[RFC] change private key algorithm to RSA4096 or Ed25519

[susnux]

The private key is a 2048 RSA key.

The NIST deprecates RSA <= 2048 and its not trusted anymore begin of 2030.
So the recommendation is either:

• Use RSA 4096
• Use a different trusted algorithm, a good candidate would be Ed25519 (support in clients)

see "Table 3. Approval status of algorithms used for digital signature generation"
https://nvlpubs.nist.gov/nistpubs/SpecialPublications/NIST.SP.800-131Ar3.ipd.pdf

[susnux]

cc @artonge @tobiasKaminsky

[susnux]

RSA 4096: Not much to change in logic but increases the file size a lot!
ed25519: Reduces the file size but requires new logic.

Currently we use x509 with RSA to sign but also to encrypt (this is not really recommended to do so with the same key!).
With ed25519 we only have a key for signature, so for encryption (of the metadata key) we would need some key exchange.

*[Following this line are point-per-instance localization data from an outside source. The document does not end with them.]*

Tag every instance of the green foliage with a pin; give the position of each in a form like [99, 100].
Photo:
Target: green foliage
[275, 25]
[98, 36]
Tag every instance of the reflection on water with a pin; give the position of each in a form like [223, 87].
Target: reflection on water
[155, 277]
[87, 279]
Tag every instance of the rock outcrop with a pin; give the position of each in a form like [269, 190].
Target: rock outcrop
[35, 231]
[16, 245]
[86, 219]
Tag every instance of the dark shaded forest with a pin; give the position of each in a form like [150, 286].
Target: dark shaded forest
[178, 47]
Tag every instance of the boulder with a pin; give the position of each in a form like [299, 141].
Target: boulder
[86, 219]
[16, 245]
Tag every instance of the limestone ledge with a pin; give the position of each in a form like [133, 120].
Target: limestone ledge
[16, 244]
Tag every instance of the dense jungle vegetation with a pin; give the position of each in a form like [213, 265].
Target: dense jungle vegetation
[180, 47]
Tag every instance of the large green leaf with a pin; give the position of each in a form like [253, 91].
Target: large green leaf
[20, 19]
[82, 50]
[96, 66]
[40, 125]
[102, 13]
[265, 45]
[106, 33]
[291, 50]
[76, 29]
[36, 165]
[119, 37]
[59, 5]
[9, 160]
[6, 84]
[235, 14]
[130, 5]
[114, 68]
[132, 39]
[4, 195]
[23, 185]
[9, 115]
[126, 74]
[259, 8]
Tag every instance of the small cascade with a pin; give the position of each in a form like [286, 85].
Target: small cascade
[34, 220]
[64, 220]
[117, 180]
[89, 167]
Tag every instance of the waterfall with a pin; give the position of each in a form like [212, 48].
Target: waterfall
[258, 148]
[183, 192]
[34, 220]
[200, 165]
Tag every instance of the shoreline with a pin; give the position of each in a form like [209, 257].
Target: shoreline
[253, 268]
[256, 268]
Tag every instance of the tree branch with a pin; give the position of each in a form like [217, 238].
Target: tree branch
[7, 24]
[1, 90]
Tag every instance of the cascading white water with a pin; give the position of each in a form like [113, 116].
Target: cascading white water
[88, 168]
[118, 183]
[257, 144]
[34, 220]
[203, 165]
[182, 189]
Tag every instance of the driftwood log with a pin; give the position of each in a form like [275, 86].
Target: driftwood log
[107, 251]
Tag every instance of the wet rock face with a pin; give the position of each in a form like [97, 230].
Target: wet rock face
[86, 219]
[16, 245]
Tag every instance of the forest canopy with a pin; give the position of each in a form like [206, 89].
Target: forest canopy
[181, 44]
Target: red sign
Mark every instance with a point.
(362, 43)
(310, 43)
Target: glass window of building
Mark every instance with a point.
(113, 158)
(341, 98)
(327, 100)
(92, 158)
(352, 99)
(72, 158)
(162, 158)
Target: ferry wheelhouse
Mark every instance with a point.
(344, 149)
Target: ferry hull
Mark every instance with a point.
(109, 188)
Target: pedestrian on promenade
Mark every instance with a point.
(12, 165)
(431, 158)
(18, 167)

We could do similar as Signal and use a combination of static and ephemeral DH. Similar as described in NIST SP800-56a (and some of the CMS RFCs) it would look like this:

1. Have a static key (the ed25519 private / public key for signature to proof the identity)
2. Have a ephemeral key (created on the fly - e.g. x25519)
3. Do a DH with the private key of the ephemeral and the public key of the receiver
4. Run a key derivation function on that
5. use the result to wrap the AES key
6. Set public ephemeral and wrapped key in the metadata

To encrypt this now a user would use their private static key (the ed25519 key) as well as the public ephemeral key to run the DH and get the same shared secret, they now run the KDF on it to get the key for the wrapped AES key.
The KDF is only for the sake of using the same ephemeral key for multiple users.